Para desgracia del Gobierno, la galería de los Presidentes es, en el imaginario popular, una colección de frases tanto como de rostros. El gobierno de Bachelet es y será el de la retroexcavadora. No fue un gobierno revolucionario, pero en comparación con los que le antecedieron, bastaron sus esfuerzos por cambiar el modelo de lo que cabía al Estado en la regulación y provisión de la educación, unos anuncios nunca concretados en previsión y salud y algunos desaciertos en las fórmulas de reemplazo, para que quedara asociado con la imagen de esa máquina más apta para destruir un edificio que para construir otro. ¿Cuántos votos le restó esa imagen a la Nueva Mayoría cuando volvió a pedir se le renovara la confianza? ¿Y los patines de los alumnos aventajados? ¿Acaso no instaló la idea de que la igualdad se procuraba tanto o más restando privilegios que superando las desventajas?
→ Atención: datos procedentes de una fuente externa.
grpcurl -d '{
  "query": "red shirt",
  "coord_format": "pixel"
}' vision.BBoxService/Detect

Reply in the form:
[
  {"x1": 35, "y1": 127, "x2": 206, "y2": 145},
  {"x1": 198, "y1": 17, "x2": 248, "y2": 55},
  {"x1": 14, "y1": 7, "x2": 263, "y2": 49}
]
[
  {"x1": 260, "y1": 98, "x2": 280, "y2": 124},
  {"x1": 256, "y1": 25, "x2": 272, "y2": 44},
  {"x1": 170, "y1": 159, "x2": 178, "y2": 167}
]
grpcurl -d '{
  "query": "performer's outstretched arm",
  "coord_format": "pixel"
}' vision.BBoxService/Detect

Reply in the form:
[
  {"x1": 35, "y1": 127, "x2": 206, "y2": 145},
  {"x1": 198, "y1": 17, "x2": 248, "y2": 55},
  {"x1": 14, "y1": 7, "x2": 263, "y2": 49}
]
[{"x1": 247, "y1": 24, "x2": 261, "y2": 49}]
Más poderosas que mil discursos, esas breves frases instalan en el imaginario público la impronta de un gobierno.
Cuando murió Aylwin, no fue casual que fuera enterrado al son de aquella frase en que, contra pifias y abucheos, porfió en sostener que Chile era la patria donde convivirían civiles y militares. ¿Acaso alguna otra podría resumir mejor a un gobierno que buscó restaurar la reconciliación en Chile? Y la otra, la que tanto criticaron aquellos que ven la política como el arte del testimonio, esa de la justicia en la medida de lo posible, imagen perfecta para reflejar un gobierno realista que entendió que su misión era obtener resultados que corrieran la frontera de lo posible.
El de Lagos quedó asociado a la frase suya de dejar que las instituciones funcionen. Es que esa breve expresión permite evocar privilegiadamente el esfuerzo de ese gobierno por meter en la cintura democrática a las "fuerzas fácticas" de la transición, mediando una reforma constitucional que puso término a casi todos los "enclaves autoritarios" y empujando para que el Poder Judicial privara a Pinochet de sus privilegios como senador, lo procesara y lo sometiera a arresto domiciliario. Todo eso es muy largo de contar y se evoca bien con lo de dejar que las instituciones funcionen.
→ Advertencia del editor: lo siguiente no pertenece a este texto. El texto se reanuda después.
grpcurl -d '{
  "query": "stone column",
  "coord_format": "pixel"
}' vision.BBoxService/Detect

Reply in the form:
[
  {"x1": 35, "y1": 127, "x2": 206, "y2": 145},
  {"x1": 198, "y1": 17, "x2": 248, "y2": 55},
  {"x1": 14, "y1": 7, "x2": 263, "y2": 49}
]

Salvador Allende, cualquiera sea el juicio que tengamos de su gobierno, ha quedado arropado en la historia con lo de las anchas alamedas, pues nada evoca mejor su resistencia y heroica muerte en medio del bombardeo a La Moneda.
Las palabras nos constituyen. Unas pocas bastan para que escojamos una profesión de por vida, nos comprometan para siempre o por largo tiempo con una pareja, nos hagamos miembros de una colectividad o nacionales de una patria. La forma en que este o cualquier gobierno se comunica no es pura anécdota, como quiere convencernos el Presidente.
El ministro de Educación lleva varios intentos por asociar a este gobierno con una de sus frases. La última no es baladí. No llamó a hacer bingos para pagar el viaje de estudios de los terceros medios o para comprar café para la sala de profesores, sino para reparar techos que se gotean. La frase quiere decir que no es el Estado, sino el esfuerzo de las familias el que debe garantizar que ningún niño se moje en una sala de clases, condición necesaria para hablar de una educación de calidad. Este opositor hace votos por que ese modo de entender la función del Estado no termine siendo el sello de este gobierno. Del Presidente depende huir de esa mala imagen.